L’État camerounais a lancé une opération d’envergure pour reprendre le contrôle de la Société Générale Cameroun (SGC), désormais qualifiée d’ex-filiale du groupe français. Le montant nécessaire à cette acquisition est estimé à 432 millions de dollars, soit près de 260 milliards de francs CFA. Cette somme englobe le rachat des parts détenues par la maison mère et les fonds requis pour la recapitalisation de la banque après la transaction. Les autorités de Yaoundé veulent ainsi garantir la continuité d’une institution bancaire de premier plan dans le paysage financier national.
Un retrait européen qui redessine le paysage bancaire africain
Cette reprise s’inscrit dans un contexte de désengagement progressif de Société Générale du continent. Le groupe français, engagé dans un plan de rationalisation de ses activités, a déjà cédé plusieurs filiales en Afrique subsaharienne, notamment au Congo, au Burkina Faso, au Tchad et en Mauritanie. Le Cameroun représente toutefois un marché stratégique en raison du dynamisme économique de Douala et de la maturité de son secteur bancaire. Le départ d’un acteur historique, présent depuis les indépendances, modifie profondément les équilibres concurrentiels au sein de la zone Cemac.
À la différence d’autres cessions réalisées au profit de groupes bancaires panafricains, l’État camerounais a préféré activer son droit de préemption pour prendre directement le contrôle de la participation majoritaire. Ce choix assumé vise, selon les responsables, à protéger un instrument financier essentiel au financement des grandes entreprises publiques et des projets d’infrastructure. Cette approche contraste avec les récentes opérations dans la sous-région, où des groupes marocains, ivoiriens ou nigérians ont souvent repris les portefeuilles abandonnés par les banques européennes.
Les options de financement à l’étude
La question du montage financier reste centrale. Le ministère des Finances examine plusieurs scénarios pour réunir les 432 millions de dollars nécessaires. Parmi les pistes envisagées figurent un appel au marché régional des titres publics, animé par la Banque des États de l’Afrique centrale (BEAC), des prêts bilatéraux et des lignes concessionnelles auprès d’institutions multilatérales. L’opération devra toutefois s’articuler avec les objectifs budgétaires définis dans le cadre du programme soutenu par le Fonds monétaire international.

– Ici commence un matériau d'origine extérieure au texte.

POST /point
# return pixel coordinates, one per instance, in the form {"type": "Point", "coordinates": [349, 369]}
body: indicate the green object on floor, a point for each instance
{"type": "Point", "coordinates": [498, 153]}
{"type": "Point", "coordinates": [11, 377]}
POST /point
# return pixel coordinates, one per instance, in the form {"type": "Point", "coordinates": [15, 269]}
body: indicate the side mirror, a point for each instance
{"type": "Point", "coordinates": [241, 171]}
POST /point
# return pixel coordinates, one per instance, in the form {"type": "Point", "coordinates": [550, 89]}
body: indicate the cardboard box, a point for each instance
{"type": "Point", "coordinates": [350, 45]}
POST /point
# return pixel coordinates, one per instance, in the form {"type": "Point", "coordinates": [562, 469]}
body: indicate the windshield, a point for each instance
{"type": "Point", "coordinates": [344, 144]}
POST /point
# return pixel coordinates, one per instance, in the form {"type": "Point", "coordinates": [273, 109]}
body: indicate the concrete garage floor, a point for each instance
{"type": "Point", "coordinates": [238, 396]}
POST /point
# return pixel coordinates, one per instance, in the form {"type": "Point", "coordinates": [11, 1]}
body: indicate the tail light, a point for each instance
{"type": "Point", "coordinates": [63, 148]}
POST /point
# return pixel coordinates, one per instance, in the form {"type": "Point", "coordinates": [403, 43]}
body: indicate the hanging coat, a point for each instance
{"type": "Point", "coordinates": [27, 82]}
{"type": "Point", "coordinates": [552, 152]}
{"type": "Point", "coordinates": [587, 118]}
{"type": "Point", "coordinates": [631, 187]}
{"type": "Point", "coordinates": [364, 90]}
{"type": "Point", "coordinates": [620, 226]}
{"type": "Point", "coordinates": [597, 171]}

La gestion temporaire des parts acquises soulève également des interrogations. Plusieurs hypothèses sont étudiées, dont l’intervention initiale d’une structure publique qui céderait ensuite progressivement une partie du capital à des investisseurs institutionnels camerounais. Les caisses de retraite, les sociétés d’assurance et certains grands groupes privés locaux pourraient être mis à contribution dans un second temps. Ce dispositif permettrait de réduire l’engagement direct du Trésor tout en préservant un actionnariat majoritairement national.
Un enjeu de souveraineté financière régionale
Au-delà de l’aspect patrimonial, l’opération revêt une dimension politique. Elle envoie un signal fort aux investisseurs et aux partenaires financiers du Cameroun, alors que plusieurs pays d’Afrique francophone cherchent à reprendre le contrôle de leurs leviers bancaires. La Côte d’Ivoire et le Sénégal ont récemment entamé des réflexions similaires sur l’avenir des filiales locales de banques européennes. Si le Cameroun parvient à finaliser ce dossier dans les délais, son expérience pourrait servir de modèle à ces pays.
Sur le plan pratique, la reprise devra maintenir la notation de l’établissement, ses relations avec les banques correspondantes internationales et la confiance de sa clientèle d’entreprises. La transition de gouvernance s’annonce délicate, notamment pour respecter les normes prudentielles de la Commission bancaire de l’Afrique centrale (Cobac). Les équipes en place, qui assurent la continuité du service depuis l’annonce de la cession, constitueront un atout majeur pour la nouvelle configuration.
Le calendrier demeure contraignant. L’exécutif camerounais souhaite boucler le financement avant la fin de l’exercice en cours, une condition indispensable pour concrétiser juridiquement le transfert de propriété. La réussite de ce chantier déterminera la crédibilité de la stratégie de souveraineté bancaire portée par Yaoundé. Le gouvernement peaufine actuellement les derniers arbitrages du plan de financement.